Choreography
The term choreography usually evokes an image of dance and any dancing form associated with music. Mélanie Morrissette discusses about the absence or ignorance of discourse and film criticism on choreography in martial arts films. My works in sign language arts also inspect the notion of choreography in sign language.
Lip Dancing by Jolanta Lapiak at www.lapiak.com
The video Lip Dancing I created in the spring of 2003 contains the visual-manual speaker myself and the vocal-auditory speaker. It has no audio. One of the common comments I inevitably received in critique at an art college was that my signing was like "hand dancing" in their words. Initially, I was provoked, but with further thinking I finally came up with the title for this video "Lip Dancing". It brought me to thinking further about what "dance" means and how it relates to language and what choreography actually can do.

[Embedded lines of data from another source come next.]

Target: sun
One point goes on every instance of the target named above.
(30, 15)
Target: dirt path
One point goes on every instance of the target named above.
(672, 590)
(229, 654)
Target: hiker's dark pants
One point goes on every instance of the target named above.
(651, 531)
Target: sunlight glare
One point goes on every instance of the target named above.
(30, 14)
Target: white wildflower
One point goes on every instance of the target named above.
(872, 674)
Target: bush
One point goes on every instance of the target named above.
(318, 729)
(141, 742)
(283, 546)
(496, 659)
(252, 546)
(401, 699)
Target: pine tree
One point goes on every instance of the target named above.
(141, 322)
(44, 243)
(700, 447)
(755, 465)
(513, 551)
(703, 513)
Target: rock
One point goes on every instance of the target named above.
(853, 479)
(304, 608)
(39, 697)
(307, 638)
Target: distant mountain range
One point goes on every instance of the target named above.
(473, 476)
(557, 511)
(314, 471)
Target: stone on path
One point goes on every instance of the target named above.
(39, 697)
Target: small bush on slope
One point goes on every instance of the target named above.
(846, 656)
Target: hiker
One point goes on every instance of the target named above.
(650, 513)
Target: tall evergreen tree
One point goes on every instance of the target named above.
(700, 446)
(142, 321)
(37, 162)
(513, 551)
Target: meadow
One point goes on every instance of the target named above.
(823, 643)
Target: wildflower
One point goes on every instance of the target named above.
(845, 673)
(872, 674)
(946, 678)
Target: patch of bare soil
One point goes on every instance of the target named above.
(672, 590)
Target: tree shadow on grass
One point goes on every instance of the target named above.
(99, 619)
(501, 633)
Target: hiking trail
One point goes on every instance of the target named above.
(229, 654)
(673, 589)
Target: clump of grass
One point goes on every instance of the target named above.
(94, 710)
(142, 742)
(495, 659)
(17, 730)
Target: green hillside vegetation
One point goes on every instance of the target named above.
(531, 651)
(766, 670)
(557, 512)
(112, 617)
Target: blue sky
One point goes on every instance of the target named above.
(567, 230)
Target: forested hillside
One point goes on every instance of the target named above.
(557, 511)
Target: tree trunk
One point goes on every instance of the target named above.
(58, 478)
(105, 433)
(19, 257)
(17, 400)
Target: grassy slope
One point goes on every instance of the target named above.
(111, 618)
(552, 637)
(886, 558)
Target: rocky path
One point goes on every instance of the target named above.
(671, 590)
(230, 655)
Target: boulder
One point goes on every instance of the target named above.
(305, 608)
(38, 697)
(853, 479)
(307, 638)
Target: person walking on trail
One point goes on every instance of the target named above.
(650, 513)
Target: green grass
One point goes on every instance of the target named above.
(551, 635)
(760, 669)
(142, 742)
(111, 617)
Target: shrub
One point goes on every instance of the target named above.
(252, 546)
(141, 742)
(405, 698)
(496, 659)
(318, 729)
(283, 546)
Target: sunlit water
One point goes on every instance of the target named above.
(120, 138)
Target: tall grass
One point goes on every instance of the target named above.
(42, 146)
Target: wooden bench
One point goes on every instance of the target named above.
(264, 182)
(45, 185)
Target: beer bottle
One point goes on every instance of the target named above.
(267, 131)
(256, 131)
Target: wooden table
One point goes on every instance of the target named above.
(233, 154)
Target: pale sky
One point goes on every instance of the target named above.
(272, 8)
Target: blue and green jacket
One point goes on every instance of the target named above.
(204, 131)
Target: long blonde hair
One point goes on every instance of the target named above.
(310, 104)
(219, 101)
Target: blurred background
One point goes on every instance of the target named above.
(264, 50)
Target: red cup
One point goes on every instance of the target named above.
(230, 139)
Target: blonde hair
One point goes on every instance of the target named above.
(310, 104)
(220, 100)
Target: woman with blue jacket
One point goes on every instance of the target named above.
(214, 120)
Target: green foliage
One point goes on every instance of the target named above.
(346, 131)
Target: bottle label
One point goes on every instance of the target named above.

In the summer of 2003, I saw a videotape of Eric Malzkuhn who translated Lewis Carroll's poem "The Jabberwocky" into ASL. He did not simply stand and tell the poetic story in ASL within the head to waist frame. Rather, he performed it beautifully. What I noticed a striking thing about his performance was that he did not only use language but also used choreographic aspect in his performance. He fluently moved around with his whole body and the way he moved his legs in harmony with the way he uttered words in ASL in manual-visual-kinetic space-time.
Zone Upside Down by Jolanta Lapiak, www.lapiak.com
In 2004, I took a private lesson in Nepali traditional dance called Manjushree in Nepal. As I danced "Manjushree", I realized there was some kind of a "language" (in the beginning stage of language development, I would say) unlike dances in the West (which generally is emotion-based movement). Since the traditional dances in the East (India and Nepal) have some kind of "vocabulary" that is a set of mudras, I envisaged it was a possibility to integrate choreography with visual-spatial language like sign language to the fullest.

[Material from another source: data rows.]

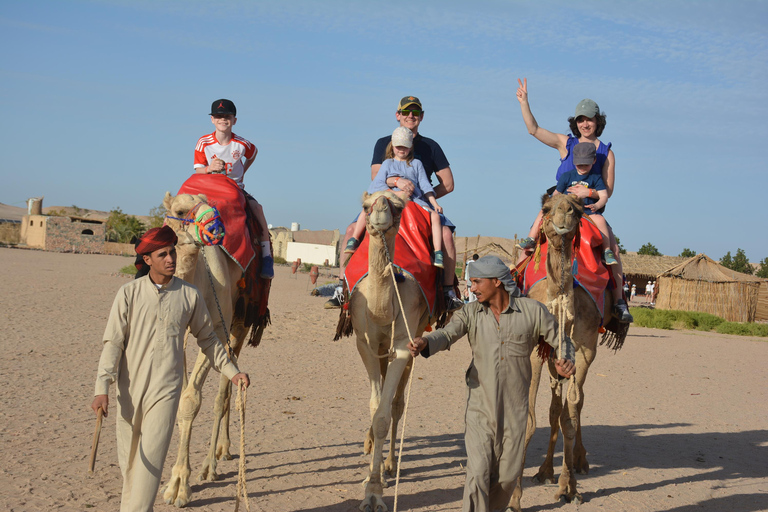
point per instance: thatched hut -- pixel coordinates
(701, 284)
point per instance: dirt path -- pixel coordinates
(676, 421)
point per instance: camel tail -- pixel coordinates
(614, 335)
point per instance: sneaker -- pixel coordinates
(337, 300)
(526, 243)
(352, 244)
(622, 312)
(438, 259)
(267, 267)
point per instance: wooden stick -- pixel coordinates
(95, 446)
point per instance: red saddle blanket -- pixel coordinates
(588, 269)
(413, 254)
(224, 195)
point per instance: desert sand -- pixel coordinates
(675, 421)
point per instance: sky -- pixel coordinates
(104, 101)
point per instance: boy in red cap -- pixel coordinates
(143, 353)
(224, 152)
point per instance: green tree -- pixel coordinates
(649, 249)
(763, 270)
(741, 263)
(622, 250)
(157, 216)
(727, 260)
(122, 227)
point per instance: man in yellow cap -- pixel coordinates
(143, 352)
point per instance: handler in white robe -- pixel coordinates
(143, 352)
(503, 329)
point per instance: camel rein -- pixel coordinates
(392, 348)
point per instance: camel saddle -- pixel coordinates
(241, 236)
(588, 270)
(413, 254)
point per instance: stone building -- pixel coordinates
(63, 234)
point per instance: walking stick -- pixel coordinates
(95, 446)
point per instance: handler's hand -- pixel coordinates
(406, 186)
(100, 401)
(417, 345)
(216, 165)
(565, 367)
(241, 377)
(579, 191)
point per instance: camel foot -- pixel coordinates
(543, 479)
(177, 492)
(581, 466)
(373, 503)
(222, 451)
(208, 471)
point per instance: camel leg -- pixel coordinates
(178, 492)
(398, 406)
(546, 473)
(373, 501)
(374, 368)
(536, 370)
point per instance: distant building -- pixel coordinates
(313, 247)
(63, 234)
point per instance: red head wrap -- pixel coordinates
(156, 238)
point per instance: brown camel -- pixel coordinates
(382, 338)
(221, 284)
(562, 215)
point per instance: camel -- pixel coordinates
(375, 312)
(562, 215)
(221, 284)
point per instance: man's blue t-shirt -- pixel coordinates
(427, 150)
(592, 181)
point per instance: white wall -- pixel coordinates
(311, 253)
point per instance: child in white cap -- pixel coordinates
(400, 163)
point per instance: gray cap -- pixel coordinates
(584, 153)
(491, 267)
(587, 108)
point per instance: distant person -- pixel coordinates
(587, 124)
(224, 152)
(502, 329)
(409, 115)
(143, 353)
(470, 296)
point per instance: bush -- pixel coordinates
(671, 319)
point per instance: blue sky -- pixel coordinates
(105, 100)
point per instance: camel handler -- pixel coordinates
(503, 329)
(144, 353)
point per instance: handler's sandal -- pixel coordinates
(267, 267)
(352, 244)
(526, 243)
(622, 312)
(438, 259)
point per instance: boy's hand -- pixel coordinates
(216, 165)
(522, 91)
(417, 345)
(100, 402)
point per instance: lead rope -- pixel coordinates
(241, 398)
(410, 378)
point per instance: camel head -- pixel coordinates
(382, 212)
(562, 215)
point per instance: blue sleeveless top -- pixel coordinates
(566, 164)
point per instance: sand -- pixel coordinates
(675, 421)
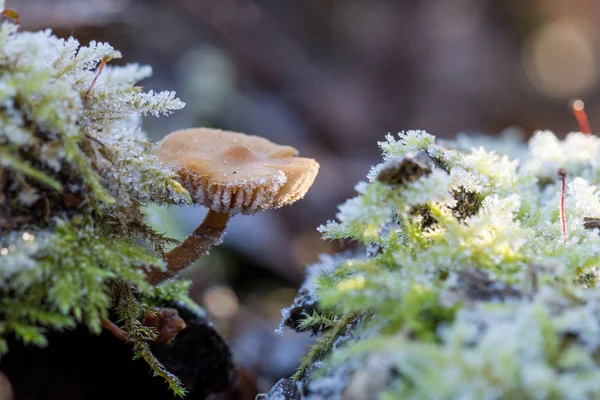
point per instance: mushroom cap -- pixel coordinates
(232, 172)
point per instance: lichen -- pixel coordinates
(75, 171)
(468, 289)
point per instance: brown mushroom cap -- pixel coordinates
(232, 172)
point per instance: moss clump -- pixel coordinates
(76, 171)
(471, 292)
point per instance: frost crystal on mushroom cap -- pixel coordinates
(232, 172)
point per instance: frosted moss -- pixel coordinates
(75, 171)
(467, 290)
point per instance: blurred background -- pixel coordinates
(331, 77)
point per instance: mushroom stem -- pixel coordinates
(207, 235)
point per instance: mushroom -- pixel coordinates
(229, 173)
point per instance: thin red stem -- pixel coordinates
(581, 116)
(14, 15)
(100, 68)
(562, 174)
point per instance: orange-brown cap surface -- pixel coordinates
(232, 172)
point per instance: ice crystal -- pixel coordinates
(468, 288)
(75, 171)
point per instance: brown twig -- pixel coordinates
(115, 330)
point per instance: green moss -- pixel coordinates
(468, 289)
(76, 171)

Eventually, some of my works include some experimental choroegraphic elements in languages (Ameslan/ASL and English) -- adding choreographic element to text in English, such as Lone Poetry (2006-07) and Dandelions. During this period, I also explored the calligraphic element in ASL (which I called it "verbal calligraphy) and related it to Japanese/Chinese calligraphy. I compared calligraphy (which means beautiful writing) and choreography in vocal singing. People see Japanese calligraphy like dance-writing. I see vocal singing as a form of verbal-vocal calligraphy (beautiful writing in the air) and a form of lip dancing. At the moment, there is little or virtually no studies on choreography in sign language. Dance and sign language, like Japanese calligraphy, share visual-spatial modality.